One of the more tragic experiences occurred as one of the evacuated young couples watched their tumultuous relationship escalate into violence . . . and that resulted in the man being stabbed to death by the woman. The pastor shared the tale with equal amounts of grief, horror, and amazement at a system that has allowed weeks to pass without charging the woman though she is being held. No lawyer’s been involved yet. The pastor is exploring all possible options.
The pastor was asked to do the funeral. He agreed but only if the family would help him insure that it not reflect his Anglo heritage. Soon he was researching jazz bands known in New Orleans for their work at funerals. He found them . . . in Houston. The local funeral home made it possible to keep the costs low. The evacuees and many of their friends attended. The pastor smiled as he admitted he wouldn't mind having the band accessible for more funerals!
But then his demeanor changed. He began to recount how, unlike his usual tendencies, he had raised his voice during the service. He said his wife wondered exactly where he was going as he lamented the violence that had brought them to this place. He implored the streetwise gathering to allow for new life, for clean starts and to stop the violent acts that had caused an 8-year-old to bemoan the fact that he had already seen "too many people die."
After the funeral and while the group gathered to be fed by the church, the murmuring started. Several young men were disturbed by his fervor. And they said so.

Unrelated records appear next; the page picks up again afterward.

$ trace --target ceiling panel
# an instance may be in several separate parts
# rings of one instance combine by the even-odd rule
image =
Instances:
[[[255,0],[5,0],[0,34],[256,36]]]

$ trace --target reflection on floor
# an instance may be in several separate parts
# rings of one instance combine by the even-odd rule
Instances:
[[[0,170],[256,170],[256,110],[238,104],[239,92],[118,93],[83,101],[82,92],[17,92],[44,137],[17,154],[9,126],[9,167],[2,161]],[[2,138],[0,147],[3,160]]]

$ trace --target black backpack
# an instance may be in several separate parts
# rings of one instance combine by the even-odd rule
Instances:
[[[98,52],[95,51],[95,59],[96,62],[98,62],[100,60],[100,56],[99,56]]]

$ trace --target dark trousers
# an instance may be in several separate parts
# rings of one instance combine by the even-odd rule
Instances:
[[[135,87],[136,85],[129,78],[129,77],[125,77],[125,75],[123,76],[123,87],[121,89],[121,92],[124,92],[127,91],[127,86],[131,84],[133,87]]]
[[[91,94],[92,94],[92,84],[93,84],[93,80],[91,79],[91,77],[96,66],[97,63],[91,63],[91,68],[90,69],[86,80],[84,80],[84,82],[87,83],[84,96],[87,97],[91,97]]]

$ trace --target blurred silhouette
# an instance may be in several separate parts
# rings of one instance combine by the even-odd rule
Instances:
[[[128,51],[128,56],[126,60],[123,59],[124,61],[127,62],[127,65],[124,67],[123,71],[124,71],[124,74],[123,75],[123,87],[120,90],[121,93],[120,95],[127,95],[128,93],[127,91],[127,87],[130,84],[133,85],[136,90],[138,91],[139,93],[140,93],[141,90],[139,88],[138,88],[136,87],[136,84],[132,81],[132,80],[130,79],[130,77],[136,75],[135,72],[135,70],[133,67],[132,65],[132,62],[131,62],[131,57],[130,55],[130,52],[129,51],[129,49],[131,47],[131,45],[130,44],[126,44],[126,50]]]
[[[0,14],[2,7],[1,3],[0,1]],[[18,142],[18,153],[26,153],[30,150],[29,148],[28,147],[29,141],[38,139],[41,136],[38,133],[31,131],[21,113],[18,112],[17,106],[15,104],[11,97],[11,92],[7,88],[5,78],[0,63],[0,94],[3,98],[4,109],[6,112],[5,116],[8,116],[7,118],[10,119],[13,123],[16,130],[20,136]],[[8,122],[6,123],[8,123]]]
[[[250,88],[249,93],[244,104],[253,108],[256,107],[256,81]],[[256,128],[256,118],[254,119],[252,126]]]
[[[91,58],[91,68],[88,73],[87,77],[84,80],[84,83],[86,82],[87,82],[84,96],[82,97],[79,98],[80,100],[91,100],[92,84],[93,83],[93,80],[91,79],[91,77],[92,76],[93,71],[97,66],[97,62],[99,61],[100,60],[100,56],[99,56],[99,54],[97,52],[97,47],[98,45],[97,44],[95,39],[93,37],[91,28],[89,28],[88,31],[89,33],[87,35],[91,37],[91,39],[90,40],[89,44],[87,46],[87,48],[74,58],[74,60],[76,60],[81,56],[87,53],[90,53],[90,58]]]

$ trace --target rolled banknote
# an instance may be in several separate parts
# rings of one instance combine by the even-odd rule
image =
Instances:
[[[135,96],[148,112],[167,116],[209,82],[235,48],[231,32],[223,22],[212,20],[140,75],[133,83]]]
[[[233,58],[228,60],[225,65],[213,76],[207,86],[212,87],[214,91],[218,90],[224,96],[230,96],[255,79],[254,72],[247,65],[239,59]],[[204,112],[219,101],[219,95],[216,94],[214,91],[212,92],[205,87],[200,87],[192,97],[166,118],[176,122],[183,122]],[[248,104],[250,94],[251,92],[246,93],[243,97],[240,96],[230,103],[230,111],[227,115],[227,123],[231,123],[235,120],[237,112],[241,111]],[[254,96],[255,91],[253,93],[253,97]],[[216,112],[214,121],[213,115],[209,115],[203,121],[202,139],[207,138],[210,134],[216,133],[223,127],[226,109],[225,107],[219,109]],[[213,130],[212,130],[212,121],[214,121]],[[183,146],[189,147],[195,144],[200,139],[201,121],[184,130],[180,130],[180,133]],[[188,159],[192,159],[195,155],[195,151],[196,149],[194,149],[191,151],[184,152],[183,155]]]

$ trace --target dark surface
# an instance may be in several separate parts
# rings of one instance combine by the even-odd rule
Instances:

But the recepients of the church's compassion would have none of it. They hushed the naysayers.
Then a young man who had lived at the shelter approached the pastor. With finger pointing directly into the pastor's chest, the young man proclaimed, "No one . . . absolutely no one talks to us like that."
Pulling back, he then smiled, "Except you!"
And with a high five, he added, "You're a big man in a small body, you know that?"
This pastor has since endured threatening calls and limited support from the neighboring church pastors. Yet what he stressed throughout the conversation was the fact that the church had found housing for many, received over 30 into the church as members, and one of these new members recently called him to ask how she could be of help to a neighbor.
Seems looking outside one's self to the needs of others must be contagious!